S’agissant des données informatiques, le droit ivoirien pose un principe d’interdiction de toute interception desdites données. L’article 4 de la loi relative à la lutte contre la cybercriminalité [2] dispose à cet effet qu’ :

« est puni de cinq ans d’emprisonnement et de 40 000 000 à 60 000 000 d’amende quiconque intercepte ou tente d’intercepter frauduleusement par des moyens techniques des données informatiques lors de leur transmission non publique à destination, en provenance ou à l’intérieur d’un système d’information ».

Pour revenir aux correspondances électroniques de façon générale, il est important de noter qu’il existe en droit ivoirien des moyens légaux permettant de prendre connaissance du contenu des communications électroniques et donc de porter une atteinte légitime au secret des correspondances électroniques dans un cadre bien défini.

En effet dans le cadre d’une enquête judiciaire il est possible et légal de prendre notamment dans le cadre de la lutte contre le terrorisme, il est légal d’intercepter les communications électroniques des individus pour infirmer ou confirmer les doutes pesant sur elle.

Mais malheureusement et ce n’est plus un secret pour toute personne qui s’informe, les géants du net utilisent nos conversations sur ou en dehors de nos conversations sur internet pour nous identifier notamment par le croisement des données. Nous sommes donc non seulement traqués par les géants du net mais également par les autorités politiques dans les Etats où la vie privée n’a jamais été considérée.

En clair la sécurité chantée à travers le système de chiffrement sur tous les toits par les géants du net du fait des mises à jour n’est qu’une chimère.
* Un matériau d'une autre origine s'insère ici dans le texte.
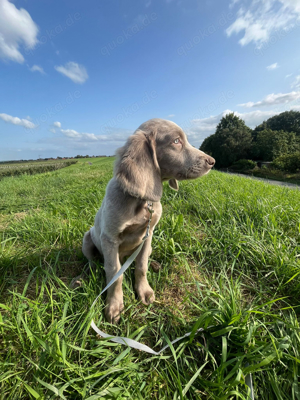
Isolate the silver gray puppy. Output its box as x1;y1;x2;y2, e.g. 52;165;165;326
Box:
82;118;215;323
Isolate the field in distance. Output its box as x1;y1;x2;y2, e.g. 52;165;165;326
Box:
0;158;78;179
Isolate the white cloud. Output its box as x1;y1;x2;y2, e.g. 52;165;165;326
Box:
61;129;82;138
167;114;175;118
53;121;61;128
266;62;279;70
291;75;300;89
233;109;283;127
189;112;226;134
29;64;45;74
0;112;37;129
239;91;300;107
226;0;300;48
61;129;98;141
0;0;39;63
60;128;132;142
49;128;56;134
55;62;88;84
285;73;293;78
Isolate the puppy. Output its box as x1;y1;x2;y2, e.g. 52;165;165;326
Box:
82;118;215;323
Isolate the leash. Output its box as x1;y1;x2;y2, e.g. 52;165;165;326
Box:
88;202;254;397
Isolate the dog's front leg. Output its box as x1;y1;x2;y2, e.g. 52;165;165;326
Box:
135;231;155;305
101;235;124;324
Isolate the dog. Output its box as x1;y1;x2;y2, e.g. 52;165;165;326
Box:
81;118;215;323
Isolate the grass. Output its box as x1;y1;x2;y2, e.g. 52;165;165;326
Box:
0;160;78;180
1;157;300;399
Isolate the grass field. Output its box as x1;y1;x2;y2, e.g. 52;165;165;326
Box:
0;160;78;180
1;157;300;399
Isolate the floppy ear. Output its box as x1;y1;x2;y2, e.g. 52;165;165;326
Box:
114;130;163;202
168;179;179;191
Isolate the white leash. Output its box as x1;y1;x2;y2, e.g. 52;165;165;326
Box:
89;235;207;354
88;202;254;397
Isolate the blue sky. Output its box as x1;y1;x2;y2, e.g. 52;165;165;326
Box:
1;0;300;161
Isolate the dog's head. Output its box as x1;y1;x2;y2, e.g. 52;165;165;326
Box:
114;118;215;201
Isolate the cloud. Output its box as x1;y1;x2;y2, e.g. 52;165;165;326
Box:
53;121;61;128
167;114;175;118
291;75;300;89
266;62;278;70
226;0;300;48
55;62;88;84
232;109;284;127
0;112;37;129
239;91;300;107
0;0;39;63
60;128;132;142
29;64;45;74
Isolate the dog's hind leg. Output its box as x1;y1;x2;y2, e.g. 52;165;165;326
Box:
70;229;103;288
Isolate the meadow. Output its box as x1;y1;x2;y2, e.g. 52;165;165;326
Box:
0;160;77;180
0;157;300;400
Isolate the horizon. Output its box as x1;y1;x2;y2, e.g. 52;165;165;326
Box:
1;0;300;161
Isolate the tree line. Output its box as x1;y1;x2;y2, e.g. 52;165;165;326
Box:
200;110;300;173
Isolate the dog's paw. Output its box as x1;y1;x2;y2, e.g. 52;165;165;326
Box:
105;297;124;324
136;282;155;305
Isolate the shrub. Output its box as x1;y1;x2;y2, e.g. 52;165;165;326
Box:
272;152;300;173
229;159;256;171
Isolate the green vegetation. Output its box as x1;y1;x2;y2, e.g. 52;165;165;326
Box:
1;158;300;399
200;111;300;176
200;114;252;169
255;110;300;136
0;160;78;179
251;129;299;162
272;152;300;173
227;159;256;171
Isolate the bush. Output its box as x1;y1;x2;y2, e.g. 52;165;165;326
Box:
272;152;300;173
229;159;257;171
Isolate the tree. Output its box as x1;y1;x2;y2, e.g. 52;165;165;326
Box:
254;110;300;137
251;129;300;161
272;152;300;173
200;113;252;168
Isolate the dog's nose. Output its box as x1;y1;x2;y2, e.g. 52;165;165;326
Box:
205;156;215;167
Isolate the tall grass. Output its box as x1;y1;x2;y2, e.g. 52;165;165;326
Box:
0;158;300;399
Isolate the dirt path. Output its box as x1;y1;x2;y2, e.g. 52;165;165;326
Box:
222;172;300;190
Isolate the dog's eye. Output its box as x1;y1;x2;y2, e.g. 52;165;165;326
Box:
174;138;180;144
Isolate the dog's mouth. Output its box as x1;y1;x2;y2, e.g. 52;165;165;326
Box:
178;160;215;179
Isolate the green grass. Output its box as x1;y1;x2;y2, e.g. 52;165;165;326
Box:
0;160;78;179
1;157;300;399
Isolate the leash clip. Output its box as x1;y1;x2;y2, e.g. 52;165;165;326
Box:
143;201;154;240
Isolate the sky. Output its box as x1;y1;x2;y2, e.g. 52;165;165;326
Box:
0;0;300;161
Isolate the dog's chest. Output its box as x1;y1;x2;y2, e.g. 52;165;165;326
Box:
120;203;152;238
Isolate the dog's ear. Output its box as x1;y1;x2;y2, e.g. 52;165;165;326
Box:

Il ne faut donc pas se fier à ce qui est dit car nous sommes dans un système commercial où le dol est la caractéristique première ou disons la marque de fabrique des tenants du monde.

Dès lors que nous utilisons des outils technologiques mis en place par des personnes non soucieuses de la protection de notre vie privée, il est tout à fait logique que notre identité numérique soit à la merci de toute personne ayant les moyens financiers pour s’en offrir.

Rien étant hasardeux dans le numérique, ce sont les petits détails qui produisent les effets les plus indésirables. Face à cette volonté manifeste de nuire à la « vie privée » des individus (s’agissant des géants du net) mais aussi de brimer les droits des citoyens (s’agissant des dirigeants dictateurs), il convient de faire attention en ayant un comportement à la limite de la « paranoïa » avec le numérique car si la traditionnelle oralité elle-même n’a jamais été sécurisée depuis les temps anciens bien qu’il s’agisse de simples paroles qui disparaissent dans l’air, à fortiori les communications via les smartphones qui peuvent être tracées du fait de leurs capacités extraordinaires.

Désiré Allechi, Juriste Spécialiste du Droit des TIC

[1Art. 68 de la loi n° 2016-1321 du 7 octobre 2016 pour une République numérique.

[2Article 8 de la loi n° 2013-451 du 19 juin 2013 relative à la lutte contre la cybercriminalité.